The situation in the two-wheelers factory reached a deadlock after two workers were dismissed for intensifying their efforts to get Yamaha Motor Thozhilalar Sangham (India Motor Workers Association) registered.

On Thursday, the protesters demonstrated outside the factory even as their representatives battled it out in a tripartite conciliation meeting organised by the state labour department with the management.

According to S Kannan, a Centre of Indian Trade Unions (CITU) leader took part in the meetings, which began on Wednesday. Kannan said that Yamaha was bent on getting the protest withdraw, but the reinstatement of the employees is their priority. Tripartite meetings will begin again on Friday.

Trouble for Yamaha India had begun with the workers' call for recognition of their labour union by the management. Over the last few weeks,after assembly of workers inside the factory, Yamaha had filed complaints with the police against a few identified employees.

As the instances of assembling continues, Yamaha moved the Kanchipuram district court seeking police protection. The matter precipitated after Yamaha dismissed two employees part of the working council of the union. The strike began after the dismissal and entered its seventh day on Thursday.
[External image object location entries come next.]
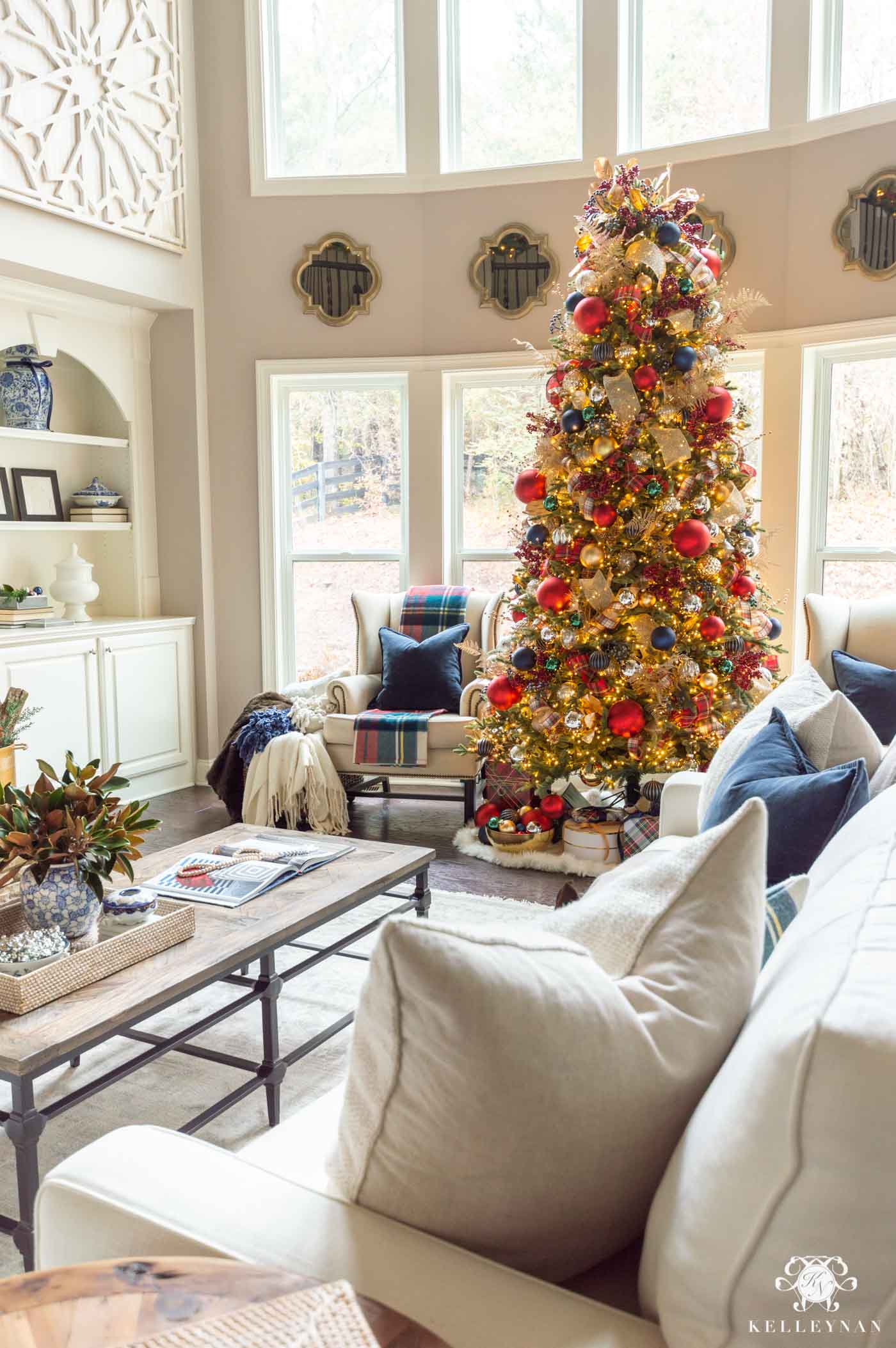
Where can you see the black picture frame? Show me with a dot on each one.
(6, 498)
(19, 481)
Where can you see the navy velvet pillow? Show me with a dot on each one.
(420, 676)
(804, 806)
(872, 689)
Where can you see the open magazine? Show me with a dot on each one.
(236, 885)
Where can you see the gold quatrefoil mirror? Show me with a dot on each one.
(865, 228)
(514, 271)
(716, 235)
(337, 279)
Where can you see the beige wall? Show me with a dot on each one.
(69, 255)
(779, 202)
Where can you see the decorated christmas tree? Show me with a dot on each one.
(642, 629)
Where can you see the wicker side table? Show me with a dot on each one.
(122, 1304)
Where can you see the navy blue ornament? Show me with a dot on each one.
(668, 234)
(663, 638)
(684, 358)
(523, 658)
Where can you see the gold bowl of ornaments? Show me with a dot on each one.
(520, 831)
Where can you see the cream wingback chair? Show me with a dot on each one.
(446, 732)
(861, 627)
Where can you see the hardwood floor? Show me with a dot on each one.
(186, 815)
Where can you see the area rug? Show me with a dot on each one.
(175, 1088)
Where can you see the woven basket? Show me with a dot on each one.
(173, 924)
(527, 842)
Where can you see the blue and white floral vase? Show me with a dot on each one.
(26, 392)
(62, 899)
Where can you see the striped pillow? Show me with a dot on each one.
(782, 905)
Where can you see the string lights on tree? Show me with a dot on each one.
(642, 629)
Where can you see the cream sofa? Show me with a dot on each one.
(864, 629)
(786, 1153)
(355, 693)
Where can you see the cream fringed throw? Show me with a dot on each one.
(294, 777)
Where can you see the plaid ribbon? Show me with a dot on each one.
(430, 608)
(391, 739)
(639, 831)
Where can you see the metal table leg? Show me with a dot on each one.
(23, 1127)
(422, 898)
(273, 1066)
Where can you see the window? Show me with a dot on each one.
(511, 83)
(333, 81)
(853, 54)
(487, 444)
(341, 448)
(692, 72)
(854, 479)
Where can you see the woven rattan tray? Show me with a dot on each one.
(174, 922)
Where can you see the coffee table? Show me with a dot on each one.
(225, 943)
(115, 1303)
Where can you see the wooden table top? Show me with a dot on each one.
(224, 938)
(116, 1304)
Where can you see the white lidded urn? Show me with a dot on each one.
(74, 586)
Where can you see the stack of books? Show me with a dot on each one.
(99, 514)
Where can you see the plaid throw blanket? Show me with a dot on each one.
(430, 608)
(398, 739)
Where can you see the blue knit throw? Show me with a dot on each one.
(260, 728)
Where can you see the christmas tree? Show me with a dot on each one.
(642, 630)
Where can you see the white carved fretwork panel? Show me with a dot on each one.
(91, 119)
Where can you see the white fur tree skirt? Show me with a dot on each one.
(553, 859)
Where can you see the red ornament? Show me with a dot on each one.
(692, 538)
(553, 806)
(530, 486)
(743, 586)
(712, 261)
(553, 389)
(712, 629)
(488, 810)
(554, 593)
(719, 405)
(604, 514)
(591, 314)
(503, 693)
(625, 718)
(646, 378)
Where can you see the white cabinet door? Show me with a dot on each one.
(62, 681)
(147, 704)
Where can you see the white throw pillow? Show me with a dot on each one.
(787, 1155)
(828, 726)
(519, 1089)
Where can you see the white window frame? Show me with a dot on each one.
(631, 64)
(451, 95)
(828, 68)
(275, 501)
(818, 363)
(454, 382)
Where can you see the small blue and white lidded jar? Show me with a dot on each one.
(26, 392)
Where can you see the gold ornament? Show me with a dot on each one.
(592, 556)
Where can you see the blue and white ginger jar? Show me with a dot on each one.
(62, 899)
(26, 392)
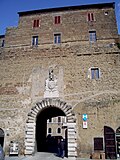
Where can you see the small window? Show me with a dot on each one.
(98, 143)
(36, 23)
(92, 36)
(49, 130)
(57, 38)
(35, 40)
(95, 73)
(57, 19)
(90, 17)
(59, 130)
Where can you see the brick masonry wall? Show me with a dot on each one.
(23, 70)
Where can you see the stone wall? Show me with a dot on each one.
(24, 69)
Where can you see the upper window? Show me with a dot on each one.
(36, 23)
(92, 36)
(57, 19)
(57, 38)
(95, 73)
(35, 40)
(90, 17)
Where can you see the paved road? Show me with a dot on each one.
(43, 156)
(39, 156)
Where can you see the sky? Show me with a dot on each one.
(9, 9)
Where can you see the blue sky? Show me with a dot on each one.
(9, 9)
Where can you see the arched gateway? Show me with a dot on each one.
(49, 103)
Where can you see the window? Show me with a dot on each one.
(92, 36)
(49, 130)
(57, 38)
(36, 23)
(90, 17)
(35, 40)
(57, 19)
(59, 130)
(95, 73)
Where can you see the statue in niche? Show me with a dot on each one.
(51, 87)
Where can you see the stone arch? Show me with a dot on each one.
(31, 125)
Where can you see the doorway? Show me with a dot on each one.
(1, 137)
(110, 143)
(47, 142)
(37, 121)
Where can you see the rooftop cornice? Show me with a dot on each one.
(100, 5)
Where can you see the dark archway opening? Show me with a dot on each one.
(1, 137)
(41, 128)
(118, 142)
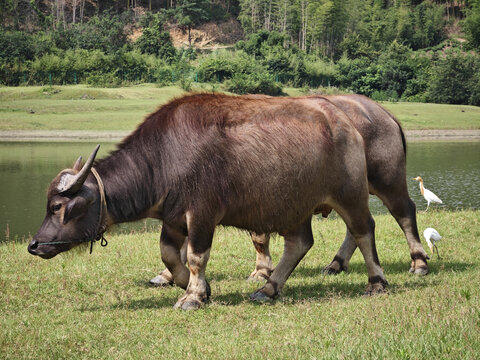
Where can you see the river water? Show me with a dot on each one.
(449, 169)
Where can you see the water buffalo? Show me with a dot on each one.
(385, 151)
(198, 162)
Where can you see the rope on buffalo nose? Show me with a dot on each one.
(103, 213)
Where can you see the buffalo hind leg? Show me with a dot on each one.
(362, 228)
(171, 243)
(297, 244)
(165, 278)
(263, 264)
(342, 258)
(200, 236)
(403, 210)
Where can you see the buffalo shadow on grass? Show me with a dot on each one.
(390, 267)
(318, 291)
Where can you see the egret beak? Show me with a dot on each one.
(431, 248)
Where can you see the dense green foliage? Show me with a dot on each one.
(385, 49)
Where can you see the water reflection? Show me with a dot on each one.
(450, 169)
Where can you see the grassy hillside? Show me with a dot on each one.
(100, 306)
(83, 108)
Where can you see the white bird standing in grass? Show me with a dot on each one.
(432, 236)
(427, 194)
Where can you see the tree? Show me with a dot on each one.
(471, 25)
(190, 13)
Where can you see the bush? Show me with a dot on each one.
(108, 80)
(453, 78)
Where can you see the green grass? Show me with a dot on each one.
(99, 306)
(83, 108)
(419, 116)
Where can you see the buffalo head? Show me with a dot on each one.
(73, 211)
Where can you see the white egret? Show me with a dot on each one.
(431, 237)
(427, 194)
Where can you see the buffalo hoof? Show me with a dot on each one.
(193, 301)
(419, 271)
(260, 297)
(333, 269)
(260, 275)
(376, 288)
(161, 281)
(188, 305)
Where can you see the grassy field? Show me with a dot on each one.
(100, 306)
(83, 108)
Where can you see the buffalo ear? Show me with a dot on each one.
(75, 208)
(78, 165)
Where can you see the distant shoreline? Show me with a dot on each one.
(116, 136)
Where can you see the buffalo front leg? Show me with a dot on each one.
(198, 291)
(165, 278)
(342, 258)
(297, 244)
(362, 228)
(263, 264)
(171, 243)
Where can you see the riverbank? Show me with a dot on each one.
(78, 112)
(116, 136)
(100, 298)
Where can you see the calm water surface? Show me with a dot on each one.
(449, 169)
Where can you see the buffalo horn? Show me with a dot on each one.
(76, 167)
(74, 182)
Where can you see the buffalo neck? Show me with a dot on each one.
(131, 184)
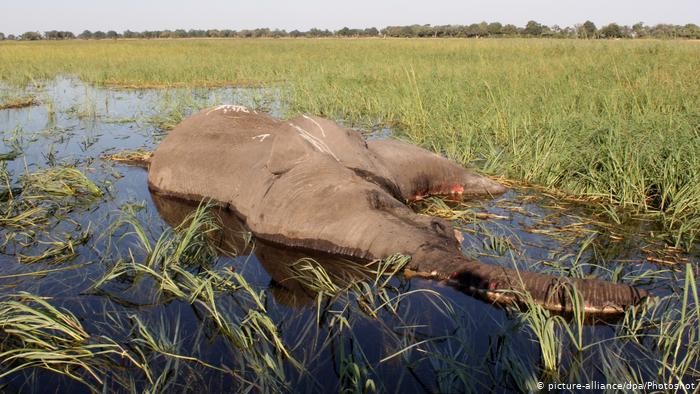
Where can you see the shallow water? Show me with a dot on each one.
(76, 124)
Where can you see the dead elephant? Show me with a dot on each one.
(310, 183)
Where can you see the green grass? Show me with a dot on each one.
(614, 121)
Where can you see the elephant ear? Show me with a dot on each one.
(287, 151)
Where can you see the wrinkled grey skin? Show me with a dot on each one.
(232, 238)
(310, 183)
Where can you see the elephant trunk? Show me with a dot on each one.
(508, 286)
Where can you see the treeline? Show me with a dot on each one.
(586, 30)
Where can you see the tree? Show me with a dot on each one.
(495, 28)
(371, 32)
(611, 31)
(31, 36)
(510, 30)
(589, 30)
(639, 30)
(533, 29)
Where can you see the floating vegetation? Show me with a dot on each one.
(37, 334)
(54, 182)
(17, 102)
(137, 156)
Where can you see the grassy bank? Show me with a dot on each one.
(617, 121)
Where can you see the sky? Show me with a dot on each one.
(138, 15)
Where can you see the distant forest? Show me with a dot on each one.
(586, 30)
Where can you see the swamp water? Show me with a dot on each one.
(158, 310)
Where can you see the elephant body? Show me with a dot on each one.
(310, 183)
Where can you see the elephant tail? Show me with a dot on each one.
(508, 286)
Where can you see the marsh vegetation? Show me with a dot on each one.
(101, 290)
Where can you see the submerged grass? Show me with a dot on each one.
(12, 102)
(37, 334)
(59, 181)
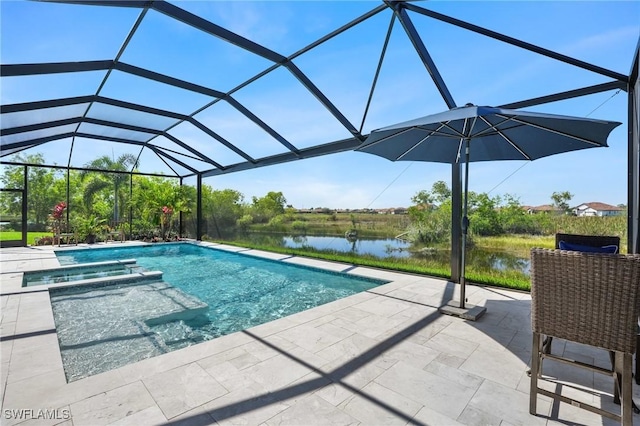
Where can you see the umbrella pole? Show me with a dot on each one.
(463, 310)
(465, 225)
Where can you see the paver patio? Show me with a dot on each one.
(384, 356)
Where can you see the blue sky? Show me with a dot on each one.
(475, 68)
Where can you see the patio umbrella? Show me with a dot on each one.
(482, 133)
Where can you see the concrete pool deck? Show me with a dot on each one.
(384, 356)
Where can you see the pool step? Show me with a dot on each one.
(173, 304)
(115, 325)
(175, 334)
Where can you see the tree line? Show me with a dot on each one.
(150, 207)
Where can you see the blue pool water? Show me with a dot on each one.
(206, 293)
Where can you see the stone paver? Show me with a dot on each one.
(385, 356)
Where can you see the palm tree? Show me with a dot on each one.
(101, 181)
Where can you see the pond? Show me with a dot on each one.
(477, 257)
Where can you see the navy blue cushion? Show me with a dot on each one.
(612, 249)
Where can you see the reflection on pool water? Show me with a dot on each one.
(206, 293)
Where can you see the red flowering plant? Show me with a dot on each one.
(165, 220)
(58, 215)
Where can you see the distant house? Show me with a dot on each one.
(597, 209)
(545, 208)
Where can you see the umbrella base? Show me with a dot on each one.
(469, 312)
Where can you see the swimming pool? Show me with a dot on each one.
(206, 293)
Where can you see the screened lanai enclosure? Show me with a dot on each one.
(117, 94)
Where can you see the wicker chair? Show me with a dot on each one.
(607, 287)
(584, 240)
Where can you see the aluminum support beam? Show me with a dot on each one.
(633, 153)
(519, 43)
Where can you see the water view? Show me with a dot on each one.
(478, 258)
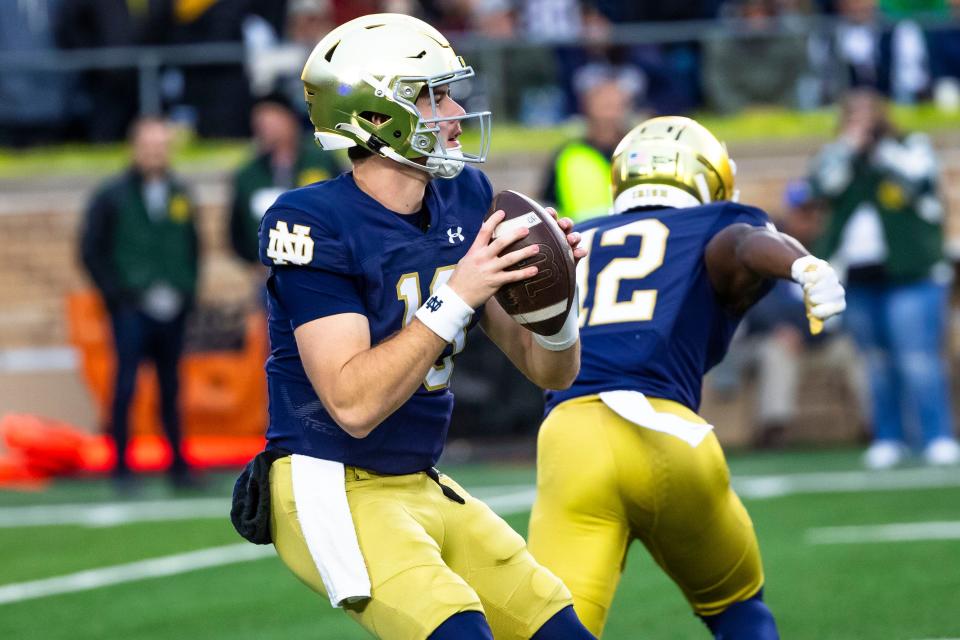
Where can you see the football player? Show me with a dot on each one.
(375, 277)
(622, 454)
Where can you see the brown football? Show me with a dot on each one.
(540, 303)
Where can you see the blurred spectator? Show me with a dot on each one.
(729, 84)
(886, 230)
(286, 159)
(858, 52)
(219, 94)
(139, 245)
(112, 93)
(775, 340)
(577, 181)
(33, 104)
(673, 68)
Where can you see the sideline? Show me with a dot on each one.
(893, 532)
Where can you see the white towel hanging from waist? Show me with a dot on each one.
(634, 406)
(320, 493)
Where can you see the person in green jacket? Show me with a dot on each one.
(885, 231)
(285, 159)
(577, 181)
(139, 245)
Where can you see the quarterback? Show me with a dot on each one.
(622, 454)
(375, 278)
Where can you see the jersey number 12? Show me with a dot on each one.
(607, 309)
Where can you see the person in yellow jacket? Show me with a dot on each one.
(577, 181)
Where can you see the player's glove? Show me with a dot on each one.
(822, 292)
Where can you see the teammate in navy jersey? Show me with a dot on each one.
(375, 278)
(622, 454)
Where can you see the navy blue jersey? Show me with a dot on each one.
(650, 318)
(334, 249)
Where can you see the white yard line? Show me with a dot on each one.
(505, 499)
(133, 571)
(506, 504)
(513, 500)
(109, 514)
(776, 486)
(893, 532)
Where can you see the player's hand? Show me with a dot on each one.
(480, 273)
(573, 237)
(822, 292)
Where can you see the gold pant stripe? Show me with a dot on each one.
(603, 482)
(428, 557)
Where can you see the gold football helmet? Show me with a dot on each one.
(362, 82)
(670, 161)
In May, Tamil Nadu's southern district Thoothukudi turned into a battleground between protesters seeking the closure of copper smelter Sterlite and police officers struggling to control the crowd. The police opened fire, killing 13 people. While the incident still remains fresh in the minds of the people, it's impact on prospective investors has already begun: Philips Carbon Black, a supplier to tyre makers had said it was rethinking investments in Tamil Nadu after the Sterlite episode, even though the state industries department officials say on anonymity that the company was still in talks.